Depuis vingt ans, Lara Maiklem a collecté des poteries, une pièce en argent datant du roi Charles 1er, des peignes en ivoire et des pipes en terre du XVIIIe siècle.
Un livre d'Histoire géant
"Ce sont des petits clichés de la vie quotidienne à Londres que l'on extrait de la boue après chaque marée. C'est comme un livre d'Histoire géant", raconte-t-elle.
Beaucoup de rivières et de ruisseaux qui traversaient Londres se sont asséchés, mais la Tamise coule toujours majestueusement au coeur de la capitale. Les marées laissent derrière elles de multiples traces sur ses berges boueuses, attestant de siècles de vie, de labeur mais aussi de mort.
"C'est une chasse au trésor", observe Lara Maiklem, marchant la tête baissée, les yeux rivés sur le sol.
L'une de ses trouvailles les plus précieuses fut un aglet en or, cette petite gaine que l'on trouve à l'extrémité d'un lacet, de la période Tudor (1485-1603). Vu sa grande valeur, elle a été obligée légalement de le déclarer aux autorités.
La découverte la plus étrange ? Un fusil à canon scié qui contenait encore des balles. Elle a aussi exhumé des restes humains qui ont dû être signalés à la police.
Lara Maiklem dit ne jamais vendre ce qu'elle trouve: c'est "le contact avec l'Histoire" qu'elle adore.
Elle mentionne les célèbres pièces de six pence tordues que les couples qui ne pouvaient pas s'offrir des bagues jetaient dans le fleuve comme des gages d'amour aux XVIIe et XVIIIe siècles.
"Les personnes qui ont été oubliées par l'Histoire, qui n'ont rien laissé d'autre que ce qu'elles ont égaré en cours de route --, voilà tout ce qu'il reste d'elles".
Pièces de musée
Lara Maiklem vient d'écrire un livre sur sa passion, "Mudlarking" (non traduit), et chronique en ligne le suivi de ses trouvailles sur Facebook, Twitter et Instagram.
"Quand je ne sais pas ce qu'un objet est, je le poste et je suis toujours époustouflée par le savoir" des internautes, s'émerveille Lara Maiklem qui appartient à une communauté dynamique de "Mudlarks" sur les réseaux sociaux.
Les écumeurs collaborent aussi avec le Musée de Londres pour aider à identifier et préserver leurs découvertes.

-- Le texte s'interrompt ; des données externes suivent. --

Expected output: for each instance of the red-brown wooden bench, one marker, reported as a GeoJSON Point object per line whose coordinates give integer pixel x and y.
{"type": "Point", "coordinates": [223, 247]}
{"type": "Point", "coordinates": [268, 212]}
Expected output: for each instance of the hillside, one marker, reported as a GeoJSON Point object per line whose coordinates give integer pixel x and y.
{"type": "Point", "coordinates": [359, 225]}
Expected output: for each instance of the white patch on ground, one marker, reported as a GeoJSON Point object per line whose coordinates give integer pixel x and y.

Certaines y sont actuellement exposées dans le cadre d'une exposition intitulée "Secret Rivers" (Les rivières secrètes).
"La Tamise est le plus vaste site archéologique de la ville, mais elle est aussi vulnérable et fragile, et les +Mudlarks+ font un excellent travail pour recenser et aider à sauvegarder les informations" qu'il abrite, se félicite une conservatrice, Kate Sumnall.
"Ca pue"
Pour écumer les rives de la Tamise, il faut d'abord obtenir une autorisation de l'Administration du port de Londres.
Si se promener au bord de l'eau apporte une paix que l'on trouve rarement en ville, chiner sur les berges n'est pas forcément une partie de plaisir.
Certes, la Tamise est bien plus propre que par le passé mais le réseau d'égoûts de Londres, qui remonte au XIXe siècle, déborde souvent dans les eaux de la rivière.
Il faut aussi faire attention, avertit le port de Londres, à la présence d'aiguilles hypodermiques et de bouts de verre.
Il suffit d'ailleurs "de fortes pluies" pour que "le rivage soit répugnant", témoigne Lara Maiklem qui préfère se munir de gants en plastique.
"C'est recouvert de choses innommables et ça pue", avoue-t-elle.